Viewed from the perspective of an ISP participating in path-vector style contracting as described above, the end-to-end (e2e) contracting problem boils down to establishing contract paths between the ISP’s customers (end users or other ISPs) and specific destinations that the customers want to send traffic to. In the following, our reference to the e2e contracting problem, e2e contract paths or e2e traffic (service) demands must thus be viewed from a perspective of a single ISP. Note that the e2e contract paths are not set up dynamically for each arriving incoming request, which may happen on the seconds to minutes time-scale. Instead, we obtain a relatively longer-term e2e contracting strategy covering hours to days, wherein the contract paths are set up based on past data on the demand for intra-domain and extra-domain (inter-domain) services.

Typically, the demand for e2e services and network conditions can be dynamic and stochastic. Therefore, provisioning of e2e contract paths becomes risky due to uncertainties caused by competing traffic in the Internet. In such situations, an ISP cannot determine the exact amount of capacity to contract along each of the links/paths, since traffic is inherently stochastic. A time-invariant contracting strategy developed for the entire planning period can lead to capacity deficit or under-utilization of resources at certain times. Moreover, time-varying demands or router failures within any other Internet domains can potentially cause changes in the prices of the contract paths offered by the neighboring ISPs, premature termination of contract by neighboring ISPs, etc. Therefore, the ISP’s cost of providing or participating in creating the e2e service can increase or decrease, due to which the provider may or may not deliver the e2e service at the promised quality level. In this paper, the marginal cost of extra-domain service is modeled as mean-reverting random walk process. We consider two models for the demand process, namely, the mean-reverting process and the time-of-day process, described in Section 3.2.1.

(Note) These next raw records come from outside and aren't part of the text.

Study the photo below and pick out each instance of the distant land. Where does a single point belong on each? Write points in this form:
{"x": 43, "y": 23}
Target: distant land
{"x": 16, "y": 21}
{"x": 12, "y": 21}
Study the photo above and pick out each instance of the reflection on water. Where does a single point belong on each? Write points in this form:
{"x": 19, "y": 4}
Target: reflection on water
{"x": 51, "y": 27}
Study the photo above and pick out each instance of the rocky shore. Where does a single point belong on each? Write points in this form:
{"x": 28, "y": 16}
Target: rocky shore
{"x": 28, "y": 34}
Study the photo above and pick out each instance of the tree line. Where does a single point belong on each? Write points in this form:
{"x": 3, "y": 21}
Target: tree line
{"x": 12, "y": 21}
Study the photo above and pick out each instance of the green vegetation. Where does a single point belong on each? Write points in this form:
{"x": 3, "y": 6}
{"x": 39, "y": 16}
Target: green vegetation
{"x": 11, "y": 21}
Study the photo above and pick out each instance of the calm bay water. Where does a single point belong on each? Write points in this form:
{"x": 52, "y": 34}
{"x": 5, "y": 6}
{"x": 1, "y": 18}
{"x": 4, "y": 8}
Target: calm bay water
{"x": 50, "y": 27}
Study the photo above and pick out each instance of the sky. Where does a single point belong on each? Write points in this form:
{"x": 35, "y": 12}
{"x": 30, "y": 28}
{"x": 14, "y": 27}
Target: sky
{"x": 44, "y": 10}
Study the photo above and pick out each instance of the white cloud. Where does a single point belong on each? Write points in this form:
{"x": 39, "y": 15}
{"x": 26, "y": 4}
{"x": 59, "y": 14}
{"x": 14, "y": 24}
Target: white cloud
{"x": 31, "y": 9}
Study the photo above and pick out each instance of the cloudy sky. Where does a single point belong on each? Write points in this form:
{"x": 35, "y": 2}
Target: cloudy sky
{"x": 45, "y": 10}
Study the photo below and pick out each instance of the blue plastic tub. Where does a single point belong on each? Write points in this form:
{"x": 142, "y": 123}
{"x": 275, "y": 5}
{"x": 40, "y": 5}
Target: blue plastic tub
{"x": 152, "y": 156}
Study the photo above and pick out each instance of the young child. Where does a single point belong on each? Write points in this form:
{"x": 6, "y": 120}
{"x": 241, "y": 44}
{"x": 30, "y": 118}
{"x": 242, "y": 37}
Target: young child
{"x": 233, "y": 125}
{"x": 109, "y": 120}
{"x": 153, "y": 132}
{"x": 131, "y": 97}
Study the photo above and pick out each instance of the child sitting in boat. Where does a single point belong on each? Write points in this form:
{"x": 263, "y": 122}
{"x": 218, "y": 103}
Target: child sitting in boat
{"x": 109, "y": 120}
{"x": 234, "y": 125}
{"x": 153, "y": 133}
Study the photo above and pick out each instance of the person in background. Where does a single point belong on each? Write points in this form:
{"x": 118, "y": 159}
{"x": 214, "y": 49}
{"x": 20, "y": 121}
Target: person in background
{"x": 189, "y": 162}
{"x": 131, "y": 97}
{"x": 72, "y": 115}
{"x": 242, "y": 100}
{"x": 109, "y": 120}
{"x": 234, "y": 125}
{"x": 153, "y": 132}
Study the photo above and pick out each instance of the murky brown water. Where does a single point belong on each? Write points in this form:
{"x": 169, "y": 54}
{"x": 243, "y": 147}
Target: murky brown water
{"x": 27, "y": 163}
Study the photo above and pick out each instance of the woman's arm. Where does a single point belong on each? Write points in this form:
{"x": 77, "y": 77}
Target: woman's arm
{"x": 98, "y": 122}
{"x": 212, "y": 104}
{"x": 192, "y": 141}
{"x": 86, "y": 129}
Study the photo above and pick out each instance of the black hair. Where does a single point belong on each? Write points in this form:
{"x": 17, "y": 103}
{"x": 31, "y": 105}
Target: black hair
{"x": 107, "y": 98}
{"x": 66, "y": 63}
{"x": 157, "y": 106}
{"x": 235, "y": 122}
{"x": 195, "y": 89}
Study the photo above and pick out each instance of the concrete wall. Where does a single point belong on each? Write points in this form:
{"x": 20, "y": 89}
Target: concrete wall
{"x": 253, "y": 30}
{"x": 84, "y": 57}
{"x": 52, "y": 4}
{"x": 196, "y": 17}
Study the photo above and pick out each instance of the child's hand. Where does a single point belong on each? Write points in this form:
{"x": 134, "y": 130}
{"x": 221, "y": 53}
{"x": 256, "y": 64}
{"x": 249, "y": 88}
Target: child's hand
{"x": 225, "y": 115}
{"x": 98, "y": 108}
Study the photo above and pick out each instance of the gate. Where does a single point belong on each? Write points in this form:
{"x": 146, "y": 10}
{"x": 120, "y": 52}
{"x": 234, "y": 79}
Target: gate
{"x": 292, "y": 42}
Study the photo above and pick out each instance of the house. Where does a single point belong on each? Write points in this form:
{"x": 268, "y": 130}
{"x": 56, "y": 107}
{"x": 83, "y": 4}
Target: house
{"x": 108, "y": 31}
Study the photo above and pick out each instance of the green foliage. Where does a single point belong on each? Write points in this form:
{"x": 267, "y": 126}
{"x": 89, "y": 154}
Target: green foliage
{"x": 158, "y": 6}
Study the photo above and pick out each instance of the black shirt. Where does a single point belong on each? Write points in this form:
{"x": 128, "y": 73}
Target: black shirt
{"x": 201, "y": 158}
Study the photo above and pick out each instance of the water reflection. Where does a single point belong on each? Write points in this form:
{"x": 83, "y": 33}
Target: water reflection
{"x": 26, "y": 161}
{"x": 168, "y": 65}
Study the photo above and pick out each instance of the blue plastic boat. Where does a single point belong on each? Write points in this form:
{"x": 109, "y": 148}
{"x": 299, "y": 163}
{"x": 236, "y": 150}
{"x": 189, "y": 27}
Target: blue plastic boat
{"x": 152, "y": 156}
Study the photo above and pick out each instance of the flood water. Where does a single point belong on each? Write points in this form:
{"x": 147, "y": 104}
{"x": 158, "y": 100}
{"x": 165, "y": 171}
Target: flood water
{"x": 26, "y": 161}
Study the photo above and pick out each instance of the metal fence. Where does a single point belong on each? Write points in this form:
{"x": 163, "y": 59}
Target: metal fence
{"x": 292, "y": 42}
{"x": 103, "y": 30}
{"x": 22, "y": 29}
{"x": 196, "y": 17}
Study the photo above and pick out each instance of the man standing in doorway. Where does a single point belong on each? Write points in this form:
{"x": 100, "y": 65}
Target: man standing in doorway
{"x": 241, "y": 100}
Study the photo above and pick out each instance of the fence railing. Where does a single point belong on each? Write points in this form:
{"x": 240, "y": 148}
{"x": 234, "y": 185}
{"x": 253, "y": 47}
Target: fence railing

For pricing links and paths, we use the Ramsey pricing model with a reasonable choice of demand profile for the ISP’s customer base. Due to uncertainty in the customer demand as well as the cost of the e2e service, any contracting and pricing strategy would lead to fluctuations in the ISP’s profit. Therefore, risk management becomes a critical issue while providing e2e services. In this paper, we assume that the average e2e user demand and cost can be determined using historical data. We show that the ISP can achieve significantly higher expected profit, at a given risk level, by reserving capacities along the links and paths that target supporting the average e2e demands inflated by a certain factor.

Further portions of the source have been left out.